# Staggered 18s fit on MKV?



## XC450 (Dec 4, 2008)

So I'm looking into buying a set of 18s for my 2006 Jetta. Will this setup fit?
Front 18x8 et32
235-40-18
Rear 18x9.5 et35
265-35-18


----------



## XC450 (Dec 4, 2008)

*Re: Staggered 18s fit on MKV? (XC450)*

Anybody?


----------



## PCs & Petroleum (Oct 8, 2007)

*Re: Staggered 18s fit on MKV? (XC450)*

Are you lowered? 
If you are there is no way you will fit 265 tires in the rear. 9.5 ET 35 with 265's will trash your fenders. 
if your at stock height you could do it, but it will stick out of the fender, look ridiculous and make the car handle like garbage.


----------



## audi666 (Jul 8, 2003)

*Re: Staggered 18s fit on MKV? (ColinAndrews)*

they are 5x112?


----------



## XC450 (Dec 4, 2008)

*Re: Staggered 18s fit on MKV? (audi666)*

I am stock height as of now but will probably be putting a set of coils on shortly.
What setup would fit well for a staggered 18" wheel?
Yes they are 5x112 and will have the correct hub centering rings included.


----------



## audi666 (Jul 8, 2003)

*Re: Staggered 18s fit on MKV? (XC450)*

your going to have to be low wqith a good amount oif stretch to pull those rears off.
18x9.5 et40 with a 215/40 tire, so youll poke 5mm more


----------



## VMRWheels (Aug 11, 2009)

*FV-QR*

The short answer, the fronts may fit with some fender rolling, the rears won't work. They're too aggressive. You're going to need to do a lot of tire stretching and fender modification to get it to fit right.


----------



## XC450 (Dec 4, 2008)

*Re: FV-QR (VMRWheels)*

So what you're saying is all of the staggered setups I've seen were not on stock body work?
I would think there is some setup that would work on the mkv...not necessarily the exact setup I mentioned, but some sort of 18" setup.


----------



## WHO_I_AM (Nov 15, 2009)

*Re: FV-QR (XC450)*

No it's not the staggered part of the set up's, it the offset's plus width that say's yes or no.
Your offset with the 9.5 width will be way too much poke for the tire sizes your considering.


----------



## XC450 (Dec 4, 2008)

*Re: FV-QR (WHO_I_AM)*

Geeze people I understand what you all are saying...the setup I have listed will not work...
Will someone give me an example of an 18" staggered setup that will fit?


----------



## WHO_I_AM (Nov 15, 2009)

*Re: Staggered 18s fit on MKV? (audi666)*


_Quote, originally posted by *audi666* »_
18x9.5 et40 with a 215/40 tire, so youll poke 5mm more


----------



## XC450 (Dec 4, 2008)

*Re: Staggered 18s fit on MKV? (WHO_I_AM)*

I have located a set with the following specs:
front:
18x8 et42
Rear:
18x9.5 et48
Does anyone know if this would work?
Not sure if they would sit too far inside...everyone talks about the outer fender clearances, but not the inner fender well.


----------



## WHO_I_AM (Nov 15, 2009)

*Re: Staggered 18s fit on MKV? (XC450)*

That would work!

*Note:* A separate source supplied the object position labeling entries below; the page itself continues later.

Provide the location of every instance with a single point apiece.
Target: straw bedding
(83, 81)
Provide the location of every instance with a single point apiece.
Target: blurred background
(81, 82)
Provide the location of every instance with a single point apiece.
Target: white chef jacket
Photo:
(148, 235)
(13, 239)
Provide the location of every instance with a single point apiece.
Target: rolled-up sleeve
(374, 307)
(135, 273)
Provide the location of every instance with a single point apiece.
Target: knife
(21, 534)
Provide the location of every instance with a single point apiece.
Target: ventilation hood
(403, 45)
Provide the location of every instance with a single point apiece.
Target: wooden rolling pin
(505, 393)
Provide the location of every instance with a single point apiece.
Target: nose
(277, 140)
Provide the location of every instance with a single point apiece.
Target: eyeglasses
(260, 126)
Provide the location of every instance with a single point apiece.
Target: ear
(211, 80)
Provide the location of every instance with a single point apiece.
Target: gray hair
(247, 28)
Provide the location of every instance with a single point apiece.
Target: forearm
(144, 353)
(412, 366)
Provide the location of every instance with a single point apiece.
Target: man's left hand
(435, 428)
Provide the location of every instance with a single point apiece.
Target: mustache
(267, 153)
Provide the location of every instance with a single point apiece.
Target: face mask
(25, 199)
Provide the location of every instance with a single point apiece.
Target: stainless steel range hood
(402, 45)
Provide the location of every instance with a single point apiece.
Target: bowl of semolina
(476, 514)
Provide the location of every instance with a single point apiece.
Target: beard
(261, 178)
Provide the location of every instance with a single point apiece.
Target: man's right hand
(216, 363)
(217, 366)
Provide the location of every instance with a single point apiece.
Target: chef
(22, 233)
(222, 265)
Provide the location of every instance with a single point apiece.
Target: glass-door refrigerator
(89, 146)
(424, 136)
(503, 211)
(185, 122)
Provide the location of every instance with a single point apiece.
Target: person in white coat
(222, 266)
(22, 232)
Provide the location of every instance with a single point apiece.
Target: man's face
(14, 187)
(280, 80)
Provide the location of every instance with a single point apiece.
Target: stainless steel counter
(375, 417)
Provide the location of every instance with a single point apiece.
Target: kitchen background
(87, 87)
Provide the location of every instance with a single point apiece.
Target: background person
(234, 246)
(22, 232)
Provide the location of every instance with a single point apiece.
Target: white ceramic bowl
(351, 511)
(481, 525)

I'm no offset guru, I have my own thread asking question's but I am pretty sure that would work just fine, but no 265 tires


----------



## WHO_I_AM (Nov 15, 2009)

*Re: Staggered 18s fit on MKV? (WHO_I_AM)*

http://forums.vwvortex.com/zerothread?id=2602640
http://forums.vwvortex.com/zerothread?id=3420447
these two threads are informative. but your 42mm, and 48mm will work.


----------



## XC450 (Dec 4, 2008)

*Re: Staggered 18s fit on MKV? (WHO_I_AM)*

I really hate stretching tires...do you know what the widest tire that you would be able to fit? Looking at maybe a 245-35 in the rear and still using the 235-40 in the front.


----------



## WHO_I_AM (Nov 15, 2009)

*Re: Staggered 18s fit on MKV? (XC450)*

I'm not sure man, tire sizes out of my league.


----------



## XC450 (Dec 4, 2008)

*Re: Staggered 18s fit on MKV? (WHO_I_AM)*

Thanks for all your help!...I've got a guy that works at a tire shop that's been trying to help me but he's not familiar with the VW fitments...I'll have the 42 and 48 offset wheels brought into the shop and test fit them. I'll post up with my final fitment when it's all buttoned up...I'm not one to half-ass my cars, so it will be right by the time the tires hit the road.
Thanks again for everyone's help!


----------